Enough is enough. The good people of this country are sick and tired of picking up the tab for the feckless few who flagrantly flout the law of the land. The time has come for action.
Decent hard working people are paying the price for a malingering minority of young male drivers, uninsured drivers, drink drivers, drug drivers, text drivers, pile drivers, drivers who look at billboards, scenery, attractive members of the opposite sex and so on. Irresponsible idiots, quite frankly, who add literally thousands of pounds to every bill you will ever pay.
But now the people of this this country are drawing a line in the sand (or snow depending on local conditions). They are standing tall, proclaiming loud and clear: “This far, danger drivers, this far – not one inch further!”
Raised up on the shoulders of this yeoman army of honest everyday people is Nick Starling of the Advanced Barometry Institute who took the opportunity of the Institute’s Annual Motor Conference to announce that 72% of Brits want insurers to check applicants’ licences for endorsements and criminal convictions.

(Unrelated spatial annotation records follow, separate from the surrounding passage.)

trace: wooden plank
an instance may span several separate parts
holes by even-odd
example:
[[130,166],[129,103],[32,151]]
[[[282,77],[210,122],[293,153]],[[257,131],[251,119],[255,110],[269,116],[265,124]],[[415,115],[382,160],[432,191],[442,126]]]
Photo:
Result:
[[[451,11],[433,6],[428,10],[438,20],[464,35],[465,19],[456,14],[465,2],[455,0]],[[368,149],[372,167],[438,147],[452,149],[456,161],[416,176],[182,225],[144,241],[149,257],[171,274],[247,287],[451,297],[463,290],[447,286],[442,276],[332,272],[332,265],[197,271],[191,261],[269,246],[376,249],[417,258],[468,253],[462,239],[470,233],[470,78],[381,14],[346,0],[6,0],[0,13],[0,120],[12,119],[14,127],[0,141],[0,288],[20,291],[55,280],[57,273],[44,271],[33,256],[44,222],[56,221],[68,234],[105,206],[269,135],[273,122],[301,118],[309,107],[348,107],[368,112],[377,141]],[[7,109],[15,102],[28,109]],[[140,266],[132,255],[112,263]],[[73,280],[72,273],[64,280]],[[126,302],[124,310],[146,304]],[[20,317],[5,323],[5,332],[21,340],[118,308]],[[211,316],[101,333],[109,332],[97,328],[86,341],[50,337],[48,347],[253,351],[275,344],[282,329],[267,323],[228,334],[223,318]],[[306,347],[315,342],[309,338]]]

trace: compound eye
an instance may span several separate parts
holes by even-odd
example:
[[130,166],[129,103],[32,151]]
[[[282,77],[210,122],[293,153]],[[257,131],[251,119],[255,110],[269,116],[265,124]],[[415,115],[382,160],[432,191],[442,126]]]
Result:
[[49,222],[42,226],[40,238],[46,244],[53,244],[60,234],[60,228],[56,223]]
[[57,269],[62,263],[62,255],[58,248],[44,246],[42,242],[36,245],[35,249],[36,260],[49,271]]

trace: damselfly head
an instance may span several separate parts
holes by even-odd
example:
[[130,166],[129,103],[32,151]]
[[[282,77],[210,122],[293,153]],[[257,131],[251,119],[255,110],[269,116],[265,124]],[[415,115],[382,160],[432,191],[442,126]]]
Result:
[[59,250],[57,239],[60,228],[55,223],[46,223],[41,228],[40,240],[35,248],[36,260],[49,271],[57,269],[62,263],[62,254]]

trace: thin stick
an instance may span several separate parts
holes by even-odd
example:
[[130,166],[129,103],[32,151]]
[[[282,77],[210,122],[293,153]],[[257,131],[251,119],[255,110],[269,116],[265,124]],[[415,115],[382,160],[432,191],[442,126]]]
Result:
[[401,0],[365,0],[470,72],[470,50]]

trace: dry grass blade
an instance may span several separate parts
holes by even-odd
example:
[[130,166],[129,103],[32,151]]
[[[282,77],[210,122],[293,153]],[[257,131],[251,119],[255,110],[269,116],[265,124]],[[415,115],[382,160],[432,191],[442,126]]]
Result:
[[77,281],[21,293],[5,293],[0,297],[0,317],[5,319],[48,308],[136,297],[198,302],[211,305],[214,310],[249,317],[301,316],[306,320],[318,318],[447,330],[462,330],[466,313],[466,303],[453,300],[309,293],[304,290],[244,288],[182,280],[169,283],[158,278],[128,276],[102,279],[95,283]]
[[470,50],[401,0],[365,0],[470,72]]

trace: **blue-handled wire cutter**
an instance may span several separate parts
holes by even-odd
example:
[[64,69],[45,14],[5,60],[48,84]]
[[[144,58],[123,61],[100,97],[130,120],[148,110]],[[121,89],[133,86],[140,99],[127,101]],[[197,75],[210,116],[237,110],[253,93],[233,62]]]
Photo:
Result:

How can he know this? Can he see inside our hearts to read our true desire? Maybe. Maybe not. But his specific claim to knowledge in the present instance rests on an ABI survey of 2,000 motorists, 1440 of whom demanded licence checks.
Another 1440 (72% again) also mentioned that they thought the people most likely to cause motor accidents were those who use mobiles while driving, followed by young male drivers (45%) and uninsured drivers (34%).
Starling said: ” We rely on people being honest, but those who conceal motoring offences not only push up the cost of insurance for everyone, but also run the risk of having any claim rejected. To protect honest customers, insurers are currently discussing with Government whether they would be able to check for relevant motoring convictions and endorsements.”
Godspeed you, Sir, we say. May you prevail in your endeavours and may the clearly expressed will of the Great British public be implemented without quibble.